I think sometimes we approach the Bible as though God is this kind of conversation partner. I’ve heard sermons or devotionals that run all around the Bible without landing on any one passage, stitching things together without any respect for how God has spoken or revealed himself. I don’t deny the coherence of Scripture, and of course many passages of Scripture help expound other passages; but the approach I’m referring to assumes that the Bible is a great big selection of random stories, commands, and sayings, and that it’s up to the person speaking to put it all together.
I was sitting in on a class Vern Poythress was teaching at Westminster Theological Seminary, and he said something to this effect: “Respect the order in which God discloses himself. Ask, “How does the order unfold in the time and space in which it was originally disclosed?” In other words, it matters that Deuteronomy follows Genesis–Numbers. It matters to the interpretation of Isaiah that it was written at the point in history in which it was. It matters that John uses this word in a certain way, and that Paul uses it in a different way. While Scripture informs Scripture, we can’t pretend that it isn’t a collection of different books written by different authors with different perspectives in different languages and cultural settings at different points in history.
For example, there are a series of similar instances in Israel’s wanderings with important differences. In Exodus 14 the people rebel when faced with an enemy, and God delivers them. In Numbers 14 the people rebel when faced with an enemy, and the Lord curses them to wander in the wilderness for forty years, until an entire generation dies. At the beginning of Exodus 16, the people complain because they’re hungry, and God feeds them with quail.
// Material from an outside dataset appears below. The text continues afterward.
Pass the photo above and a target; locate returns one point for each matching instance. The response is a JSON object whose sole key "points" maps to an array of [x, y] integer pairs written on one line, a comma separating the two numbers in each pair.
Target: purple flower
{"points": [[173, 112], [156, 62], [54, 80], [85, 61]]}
In Numbers 11, the people complain because they’re hungry, and God gives them so much quail that it comes out of their nostrils, and then strikes many Israelites dead. At the end of Exodus 16, some Israelites try to work on the Sabbath, and they are mildly chastised. In Numbers 15, a man is caught working on the Sabbath, and he is stoned to death.
Let’s say that we were just reading and teaching from Numbers, without thinking about it’s place in the Bible. We might string these three episodes from Numbers together and say something like, “be sure not to complain or disobey God, or bad things will happen!” And that’s certainly true, but it’s not primarily what Moses is trying to communicate. See, there’s one massive event between these two sets of stories: the giving of the law at Sinai. Before the law came, people sinned and God dealt with them gently. After the giving of the law, the people sinned and God killed them in judgment. There’s a pattern established, and the similarities are included and drawn out by Moses so we might see the pattern. This is what leads Paul to say things like “The sting of death is sin, and the power of sin is the law” (1 Corinthians 15:56), and “I was once alive apart from the law, but when the commandment came, sin came alive and I died” (Romans 7:9).
Unless we read the Bible as a united whole, a book about God’s redemptive work in Christ written in time to people, and not as some abstract collection of pithy sayings and stories, then we read wrongly.